Global Climate Strike: The Story of a Stem

My eyelids flutter open, a bewildered grace around me,
Flat pavement, grey mortar as far as the eye can see.
What is this stiff material that restrains my roots?
These rough stone, irregular shapes, poking my foot.
Where did the loose soil go, the brown mush?
Can’t I play around, grow in that earthy slush?
As far as my little veins flutter, as far as I can see,
No change in the land, no place that I have been.
Take me back to where the sun shines,
To where I can fully stretch my green spine.
How did I end up here, where am I even?
Is this where God dumps many a heathen?
This dull, dreary, gloomy sky, shrouded with guilt
Guilt of a land destroyed, and I am left to wilt
For there is no water that reaches my parched tips
As far as my fibrous dendrites can stretch, not even a sip
Is there a way out of here, where can I go?
Is this it?
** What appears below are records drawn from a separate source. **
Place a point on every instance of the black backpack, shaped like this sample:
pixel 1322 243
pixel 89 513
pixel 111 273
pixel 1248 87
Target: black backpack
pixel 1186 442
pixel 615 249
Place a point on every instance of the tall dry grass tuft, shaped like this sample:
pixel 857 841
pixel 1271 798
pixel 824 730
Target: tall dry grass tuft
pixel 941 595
Beyond this pavement, is life no more?
Try as I might to let myself take a breath
I can’t help but think my future is set
Here is where my pores will open and close at last,
The concrete will swallow me, no sign left of the past
The past, of pink flowers and white clouds,
Of plentiful rain and trees standing proud
On the land of their Mother, their kin at their side,
Now all that’s left is ruin, produced by human pride.
The birds that pecked at the grass beside me used to say
It’s a beautiful world out there, little one, one God made
With his own hands, he sculpted large mountains
Ones that touch the sky, ones that lie under oceans
Ones that spew out hot, fiery rock
They rumble as the Earth talks
She talks of the energy she contains, the power
It used to surge through her, now she’s reduced to a coward.